6. Paix, droit international et rôle des ONG
Une autre séquence du forum a été consacrée à la paix, au droit international et au rôle des ONG. Des juristes, diplomates, responsables religieux et militaires ont débattu de la tension entre la force du droit et la loi du plus fort, du rôle du Conseil de sécurité de l’ONU et des défis du multilatéralisme contemporain. L’ambassadrice du Pakistan a rappelé combien les pays de taille moyenne ou vulnérables ont besoin d’institutions multilatérales solides et de traités respectés pour garantir leur sécurité, citant notamment la situation en Palestine et les tensions régionales.
La question de l’eau, des ressources et du droit de la mer (convention de 1982) a également été abordée, ainsi que les enjeux de désalinisation, de technologies et de coûts. Les intervenants ont insisté sur le fait que les ONG, même les plus modestes, jouent un rôle crucial dans la construction de la paix, le soutien aux populations et le développement des consciences, dans un contexte où l’on compte environ 40 millions de réfugiés et où de nombreux pays sont fragilisés par la pauvreté et l’instabilité.
Les débats ont également touché à la place des femmes, à la participation citoyenne, à la voix du
« Sud global » et à la nécessité de mieux coordonner philanthropie, fondations, acteurs publics et privés. La prochaine présidence française du G7 et la réflexion sur une alliance de puissances moyennes ont été mentionnées comme une opportunité pour repenser les financements et l’impact réel des politiques de développement.
7. Jeunes, emploi et nouvelles formes d’engagement
Le forum a largement abordé la question du chômage des jeunes, des NEET (plus d’un milliard de jeunes dans le monde) et de leurs conséquences sur la stabilité des sociétés. Les intervenants ont souligné qu’une jeunesse massivement au chômage est un facteur majeur de fragilisation et de tensions, ce qui rend difficile la construction d’une paix durable. Dans ce contexte, le Rotary a été identifié comme une ONG ayant la capacité de s’engager davantage sur l’employabilité des jeunes, à l’image de son action coordonnée contre la polio : mentorat, orientation, soutien à l’entrepreneuriat, ouverture aux secteurs porteurs et aux nouvelles technologies.
La société numérique, l’instantanéité de l’information et la défiance envers certaines institutions poussent les jeunes vers de nouvelles formes d’engagement (ONG, collectifs locaux, actions ciblées) plutôt que vers les formes traditionnelles. Les participants ont souligné que le multilatéralisme doit intégrer ces nouvelles pratiques, et que les ONG et organisations internationales doivent offrir des espaces de co-construction et de participation réelle aux jeunes générations.

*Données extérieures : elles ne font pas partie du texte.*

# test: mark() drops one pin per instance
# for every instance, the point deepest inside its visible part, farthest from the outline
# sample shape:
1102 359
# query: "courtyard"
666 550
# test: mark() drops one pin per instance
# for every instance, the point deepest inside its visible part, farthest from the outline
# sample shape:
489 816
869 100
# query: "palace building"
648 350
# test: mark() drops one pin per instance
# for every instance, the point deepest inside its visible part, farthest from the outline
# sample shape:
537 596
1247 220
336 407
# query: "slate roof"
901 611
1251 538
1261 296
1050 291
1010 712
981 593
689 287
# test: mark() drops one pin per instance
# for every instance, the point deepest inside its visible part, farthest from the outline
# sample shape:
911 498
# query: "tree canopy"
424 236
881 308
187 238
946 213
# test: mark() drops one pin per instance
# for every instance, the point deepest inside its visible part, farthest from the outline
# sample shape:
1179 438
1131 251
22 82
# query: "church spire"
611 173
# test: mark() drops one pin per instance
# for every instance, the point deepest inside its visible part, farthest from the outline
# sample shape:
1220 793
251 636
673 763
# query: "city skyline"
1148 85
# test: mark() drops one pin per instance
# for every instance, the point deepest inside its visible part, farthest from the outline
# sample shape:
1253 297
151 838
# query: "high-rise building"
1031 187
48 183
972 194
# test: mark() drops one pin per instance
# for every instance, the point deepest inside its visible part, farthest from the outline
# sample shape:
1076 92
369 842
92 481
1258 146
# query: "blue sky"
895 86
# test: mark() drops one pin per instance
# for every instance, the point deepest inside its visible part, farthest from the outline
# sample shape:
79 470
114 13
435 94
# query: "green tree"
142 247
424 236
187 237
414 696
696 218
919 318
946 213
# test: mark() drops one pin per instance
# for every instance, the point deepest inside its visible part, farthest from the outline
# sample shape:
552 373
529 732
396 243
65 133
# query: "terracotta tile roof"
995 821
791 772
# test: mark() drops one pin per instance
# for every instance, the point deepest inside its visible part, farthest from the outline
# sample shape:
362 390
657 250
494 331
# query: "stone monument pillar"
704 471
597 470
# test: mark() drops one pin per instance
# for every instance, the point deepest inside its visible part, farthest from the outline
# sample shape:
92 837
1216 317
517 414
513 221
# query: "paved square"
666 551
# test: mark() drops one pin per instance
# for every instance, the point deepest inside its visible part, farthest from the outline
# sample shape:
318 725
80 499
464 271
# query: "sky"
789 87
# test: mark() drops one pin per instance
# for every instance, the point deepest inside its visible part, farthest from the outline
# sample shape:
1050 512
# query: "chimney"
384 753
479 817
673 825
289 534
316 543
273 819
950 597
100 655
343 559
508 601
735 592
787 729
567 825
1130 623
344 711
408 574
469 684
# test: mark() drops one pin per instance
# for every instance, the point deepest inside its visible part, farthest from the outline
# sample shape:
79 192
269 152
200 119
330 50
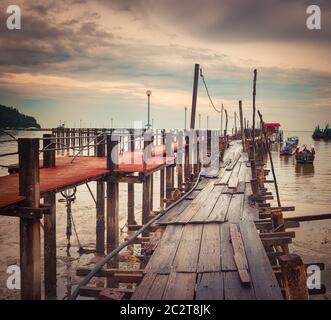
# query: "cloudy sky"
90 61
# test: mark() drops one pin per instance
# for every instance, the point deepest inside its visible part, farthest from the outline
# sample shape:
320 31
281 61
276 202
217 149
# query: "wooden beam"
30 251
194 95
294 277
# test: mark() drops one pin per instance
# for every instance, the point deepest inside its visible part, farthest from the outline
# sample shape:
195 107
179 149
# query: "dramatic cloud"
95 59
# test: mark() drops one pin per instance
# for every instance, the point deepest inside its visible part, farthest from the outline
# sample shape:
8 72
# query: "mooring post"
194 95
187 166
131 216
68 141
29 187
168 184
152 178
179 160
100 205
112 194
49 222
162 171
196 167
294 277
242 131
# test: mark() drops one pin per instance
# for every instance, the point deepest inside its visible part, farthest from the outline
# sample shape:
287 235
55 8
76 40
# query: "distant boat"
294 141
319 134
305 156
287 150
327 133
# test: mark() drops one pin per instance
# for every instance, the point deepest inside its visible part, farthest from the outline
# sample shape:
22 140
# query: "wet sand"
305 188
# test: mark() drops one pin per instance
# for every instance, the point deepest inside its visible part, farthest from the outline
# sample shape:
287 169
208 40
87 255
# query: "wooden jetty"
210 248
223 241
214 235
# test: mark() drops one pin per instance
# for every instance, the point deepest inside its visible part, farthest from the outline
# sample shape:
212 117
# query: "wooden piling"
49 222
194 95
100 205
29 187
294 277
131 215
162 174
112 196
242 126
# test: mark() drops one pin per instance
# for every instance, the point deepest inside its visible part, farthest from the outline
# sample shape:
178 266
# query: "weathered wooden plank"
210 249
219 212
263 278
250 211
161 260
193 195
210 286
187 254
224 180
239 254
180 286
235 210
242 173
241 187
234 162
174 212
207 206
158 287
234 289
144 287
233 181
227 252
191 210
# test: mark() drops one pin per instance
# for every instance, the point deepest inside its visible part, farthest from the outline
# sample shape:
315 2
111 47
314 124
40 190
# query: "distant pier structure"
213 234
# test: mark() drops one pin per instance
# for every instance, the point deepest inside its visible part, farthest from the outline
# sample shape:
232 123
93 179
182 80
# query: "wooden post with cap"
30 251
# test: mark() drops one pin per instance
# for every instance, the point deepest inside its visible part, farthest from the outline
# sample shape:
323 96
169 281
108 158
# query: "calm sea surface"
307 187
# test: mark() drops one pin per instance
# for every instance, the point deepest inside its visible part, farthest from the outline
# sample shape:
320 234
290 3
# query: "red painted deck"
82 169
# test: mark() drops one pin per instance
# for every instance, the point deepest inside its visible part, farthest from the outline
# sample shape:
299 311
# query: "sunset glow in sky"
94 60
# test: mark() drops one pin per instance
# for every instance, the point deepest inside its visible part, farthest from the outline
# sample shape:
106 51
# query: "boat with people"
294 141
319 134
305 156
287 149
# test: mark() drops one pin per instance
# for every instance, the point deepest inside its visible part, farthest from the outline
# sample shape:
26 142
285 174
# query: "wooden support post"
50 246
194 96
112 196
67 141
49 222
29 187
100 218
151 181
168 183
208 142
242 126
294 277
100 206
100 146
254 113
226 125
146 201
187 166
48 153
162 174
131 215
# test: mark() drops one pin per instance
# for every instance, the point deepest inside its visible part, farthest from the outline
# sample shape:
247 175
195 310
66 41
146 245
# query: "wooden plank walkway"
83 169
195 258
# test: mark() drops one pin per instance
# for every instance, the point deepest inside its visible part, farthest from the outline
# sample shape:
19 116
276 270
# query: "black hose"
108 257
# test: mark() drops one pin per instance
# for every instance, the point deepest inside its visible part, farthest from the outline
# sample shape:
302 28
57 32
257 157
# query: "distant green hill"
12 118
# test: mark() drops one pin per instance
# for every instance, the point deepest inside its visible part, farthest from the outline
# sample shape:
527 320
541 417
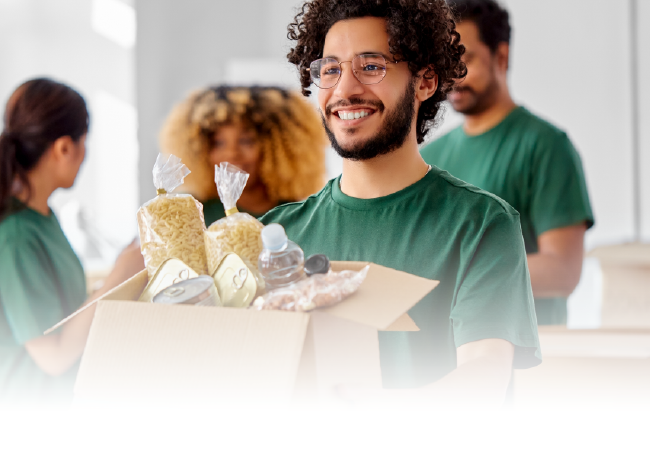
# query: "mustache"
464 89
378 104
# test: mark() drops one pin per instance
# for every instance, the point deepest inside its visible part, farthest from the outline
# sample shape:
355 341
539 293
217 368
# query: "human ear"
427 84
62 148
503 56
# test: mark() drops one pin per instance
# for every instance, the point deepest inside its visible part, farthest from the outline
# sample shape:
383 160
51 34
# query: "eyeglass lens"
369 69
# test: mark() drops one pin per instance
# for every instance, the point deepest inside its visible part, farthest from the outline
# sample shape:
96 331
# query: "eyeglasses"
367 68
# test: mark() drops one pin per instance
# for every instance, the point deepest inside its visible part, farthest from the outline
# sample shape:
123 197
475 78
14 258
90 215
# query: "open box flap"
129 290
384 297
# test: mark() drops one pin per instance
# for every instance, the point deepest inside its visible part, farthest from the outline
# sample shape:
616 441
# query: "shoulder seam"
483 193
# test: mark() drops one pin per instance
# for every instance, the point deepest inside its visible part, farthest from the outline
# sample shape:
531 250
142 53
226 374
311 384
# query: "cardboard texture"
626 285
152 352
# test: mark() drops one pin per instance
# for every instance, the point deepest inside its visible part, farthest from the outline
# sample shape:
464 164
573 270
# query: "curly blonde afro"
293 142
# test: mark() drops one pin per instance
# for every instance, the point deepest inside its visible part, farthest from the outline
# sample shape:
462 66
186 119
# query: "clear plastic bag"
171 225
237 232
317 291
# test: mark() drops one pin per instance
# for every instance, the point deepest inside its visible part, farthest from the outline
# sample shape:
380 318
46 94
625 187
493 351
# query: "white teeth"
349 116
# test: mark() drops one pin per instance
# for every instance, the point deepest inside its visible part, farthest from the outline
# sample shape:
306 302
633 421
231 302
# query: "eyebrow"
364 53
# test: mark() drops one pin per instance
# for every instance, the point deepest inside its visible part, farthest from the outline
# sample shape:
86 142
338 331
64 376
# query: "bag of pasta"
171 225
237 232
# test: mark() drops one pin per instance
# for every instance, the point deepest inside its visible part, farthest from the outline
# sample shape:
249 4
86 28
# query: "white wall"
643 19
567 68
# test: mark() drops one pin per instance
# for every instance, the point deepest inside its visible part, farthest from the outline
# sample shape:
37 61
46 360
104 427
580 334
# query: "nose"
348 85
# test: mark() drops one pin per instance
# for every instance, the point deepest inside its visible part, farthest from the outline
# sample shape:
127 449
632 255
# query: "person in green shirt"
42 146
383 69
506 150
271 133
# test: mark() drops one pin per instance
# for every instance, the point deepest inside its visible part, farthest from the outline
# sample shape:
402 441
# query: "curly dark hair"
421 32
490 18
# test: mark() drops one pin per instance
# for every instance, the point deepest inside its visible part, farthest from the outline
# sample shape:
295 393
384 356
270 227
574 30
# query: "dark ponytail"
39 112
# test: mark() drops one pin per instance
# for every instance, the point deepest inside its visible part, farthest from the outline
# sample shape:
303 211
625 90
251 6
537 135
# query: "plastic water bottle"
282 261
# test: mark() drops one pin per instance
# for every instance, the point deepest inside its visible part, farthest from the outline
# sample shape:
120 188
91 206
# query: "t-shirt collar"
362 204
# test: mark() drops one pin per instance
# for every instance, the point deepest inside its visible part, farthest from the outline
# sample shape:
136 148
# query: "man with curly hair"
506 150
382 68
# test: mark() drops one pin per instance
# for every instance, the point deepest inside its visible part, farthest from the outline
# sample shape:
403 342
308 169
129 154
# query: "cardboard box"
153 352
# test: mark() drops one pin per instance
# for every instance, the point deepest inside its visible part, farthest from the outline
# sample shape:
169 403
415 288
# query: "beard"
393 132
476 102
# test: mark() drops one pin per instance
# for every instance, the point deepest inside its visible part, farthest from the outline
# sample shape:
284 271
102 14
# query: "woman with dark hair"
42 281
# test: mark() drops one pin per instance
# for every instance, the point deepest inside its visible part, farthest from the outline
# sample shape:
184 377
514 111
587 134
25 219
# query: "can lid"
317 264
196 289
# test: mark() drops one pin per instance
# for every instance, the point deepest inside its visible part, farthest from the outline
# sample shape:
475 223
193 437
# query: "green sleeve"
495 298
29 292
559 195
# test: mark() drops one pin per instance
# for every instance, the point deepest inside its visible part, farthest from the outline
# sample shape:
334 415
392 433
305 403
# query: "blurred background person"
271 133
42 147
505 149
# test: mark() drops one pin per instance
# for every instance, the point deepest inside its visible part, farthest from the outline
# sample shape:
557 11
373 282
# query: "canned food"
199 291
235 282
170 272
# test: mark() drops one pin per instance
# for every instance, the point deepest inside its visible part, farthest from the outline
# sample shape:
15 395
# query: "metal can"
196 291
170 272
235 282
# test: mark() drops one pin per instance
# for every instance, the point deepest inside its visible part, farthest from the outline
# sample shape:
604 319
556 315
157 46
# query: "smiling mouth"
353 114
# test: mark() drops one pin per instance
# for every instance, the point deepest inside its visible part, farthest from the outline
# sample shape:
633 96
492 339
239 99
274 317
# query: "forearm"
553 276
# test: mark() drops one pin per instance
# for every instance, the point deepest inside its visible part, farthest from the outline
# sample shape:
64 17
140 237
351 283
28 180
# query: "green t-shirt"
534 167
41 283
213 210
438 228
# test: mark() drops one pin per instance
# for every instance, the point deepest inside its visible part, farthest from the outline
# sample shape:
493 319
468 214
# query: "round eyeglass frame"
313 68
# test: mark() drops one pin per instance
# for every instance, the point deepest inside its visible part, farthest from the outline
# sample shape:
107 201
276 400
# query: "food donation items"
249 265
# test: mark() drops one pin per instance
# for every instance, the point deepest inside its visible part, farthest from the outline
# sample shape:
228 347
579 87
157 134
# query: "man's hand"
555 269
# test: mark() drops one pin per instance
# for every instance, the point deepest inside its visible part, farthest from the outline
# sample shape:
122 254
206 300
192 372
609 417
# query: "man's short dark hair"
423 33
490 18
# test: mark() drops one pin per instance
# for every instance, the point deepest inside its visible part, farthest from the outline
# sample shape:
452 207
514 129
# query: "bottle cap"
317 264
274 237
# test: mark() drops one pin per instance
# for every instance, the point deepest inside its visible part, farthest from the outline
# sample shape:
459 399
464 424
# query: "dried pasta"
238 233
171 226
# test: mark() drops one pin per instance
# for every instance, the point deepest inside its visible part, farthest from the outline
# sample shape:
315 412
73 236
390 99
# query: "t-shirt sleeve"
559 196
495 298
29 293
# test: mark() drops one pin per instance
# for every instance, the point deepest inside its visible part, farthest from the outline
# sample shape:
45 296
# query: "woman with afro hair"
271 133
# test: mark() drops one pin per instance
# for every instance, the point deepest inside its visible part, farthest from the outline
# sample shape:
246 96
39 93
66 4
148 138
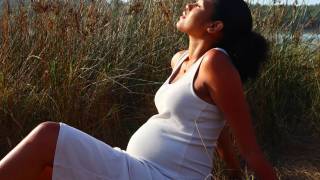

8. Clôture et perspectives pour le Rotary
En conclusion, Mamadou Camara a rappelé que toute action rotarienne, locale ou internationale, participe d’une même ambition : la paix. Il a invité les clubs à s’emparer du futur Livre blanc comme d’un outil de travail, à le nourrir de propositions concrètes et à le traduire en projets. Cyril Noirtel a insisté sur la nécessité de faire de ce forum une véritable plateforme d’action, avec des prolongements possibles, notamment à Strasbourg et auprès des institutions européennes, et une écoute renforcée des jeunes générations.
Francesco Arezzo a enfin souligné que les ONG elles-mêmes sont en crise et doivent évoluer avec la société pour continuer à œuvrer efficacement. Les actions locales et internationales sont étroitement liées : on ne peut construire la paix sans éducation, ni agir pour le développement sans associer les populations concernées. Le message final adressé aux Rotariens est clair : le plus important est de servir avec la diversité et la richesse de nos parcours, pour renforcer à la fois la légitimité et l’impact du Rotary dans un multilatéralisme en profonde mutation.